Il quesito narra del rifiuto - opposto dai dipendenti di un titolare del trattamento - di firmare, per accettazione, l’autorizzazione al trattamento dei dati e chiede come si deve procedere se un dipendente non accetta di essere incaricato.
Ai fini della soluzione del caso, può citarsi il principio espresso dal Garante per la protezione dei dati nella nota 23 maggio 2000, indirizzata all’Anci (
www.garanteprivacy.it, doc. web n. 40229, alla cui lettura integrale si rinvia).

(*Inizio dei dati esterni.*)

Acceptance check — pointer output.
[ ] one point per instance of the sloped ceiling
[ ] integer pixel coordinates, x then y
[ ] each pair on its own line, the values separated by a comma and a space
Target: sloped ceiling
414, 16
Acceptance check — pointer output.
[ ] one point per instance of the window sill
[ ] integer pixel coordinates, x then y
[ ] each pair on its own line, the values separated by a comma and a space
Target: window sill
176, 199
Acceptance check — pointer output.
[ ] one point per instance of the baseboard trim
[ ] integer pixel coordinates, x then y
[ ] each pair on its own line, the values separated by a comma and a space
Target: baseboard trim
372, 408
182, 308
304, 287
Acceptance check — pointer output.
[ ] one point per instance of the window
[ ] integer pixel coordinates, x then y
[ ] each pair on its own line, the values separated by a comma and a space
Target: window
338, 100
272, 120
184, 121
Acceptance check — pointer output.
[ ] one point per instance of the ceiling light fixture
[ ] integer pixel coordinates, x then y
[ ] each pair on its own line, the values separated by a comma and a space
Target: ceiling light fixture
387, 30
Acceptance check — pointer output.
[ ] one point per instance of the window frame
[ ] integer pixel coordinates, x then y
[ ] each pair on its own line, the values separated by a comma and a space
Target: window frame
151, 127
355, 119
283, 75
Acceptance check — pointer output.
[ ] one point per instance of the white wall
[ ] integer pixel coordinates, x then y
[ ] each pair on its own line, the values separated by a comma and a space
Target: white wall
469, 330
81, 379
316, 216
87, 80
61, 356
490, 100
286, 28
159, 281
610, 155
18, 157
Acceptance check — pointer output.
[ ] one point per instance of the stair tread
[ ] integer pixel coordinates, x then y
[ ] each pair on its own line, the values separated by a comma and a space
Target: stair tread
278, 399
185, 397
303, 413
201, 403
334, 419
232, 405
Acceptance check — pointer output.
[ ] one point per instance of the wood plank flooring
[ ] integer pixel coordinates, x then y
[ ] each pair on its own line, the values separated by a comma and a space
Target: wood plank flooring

L’Autorità di controllo formula le seguenti statuizioni (opportunamente sintetizzate e aggiornate al GDPR):
a) necessità per organismi complessi di designare come autorizzati al trattamento i dipendenti;
b) indispensabilità di tale individuazione, in quanto permette di considerare legittimo il flusso delle informazioni personali nell´ambito degli uffici e tra i dipendenti dell´amministrazione titolare del trattamento.
Sulla base di queste considerazioni, l’Autorità prosegue sottolineando che la designazione ad incaricato del trattamento “non comporta l´attribuzione di particolari compiti o responsabilità in capo al personale, ma costituisce un riconoscimento della legittimità delle operazioni di trattamento di dati collegate all´ufficio a cui il dipendente risulta assegnato e alle specifiche mansioni ad esso attribuite, chiarendo per ogni impiegato quali sono le informazioni cui può avere accesso e rafforzando i già previsti obblighi del segreto d´ufficio”.
Tale constatazione vale anche per gli “autorizzati al trattamento”.
Sulla base di essa si può inequivocabilmente concludere che la autorizzazione al trattamento è un atto di “riconoscimento”, il cui perfezionamento non è subordinato alla espressione di una volontà adesiva da parte del dipendente.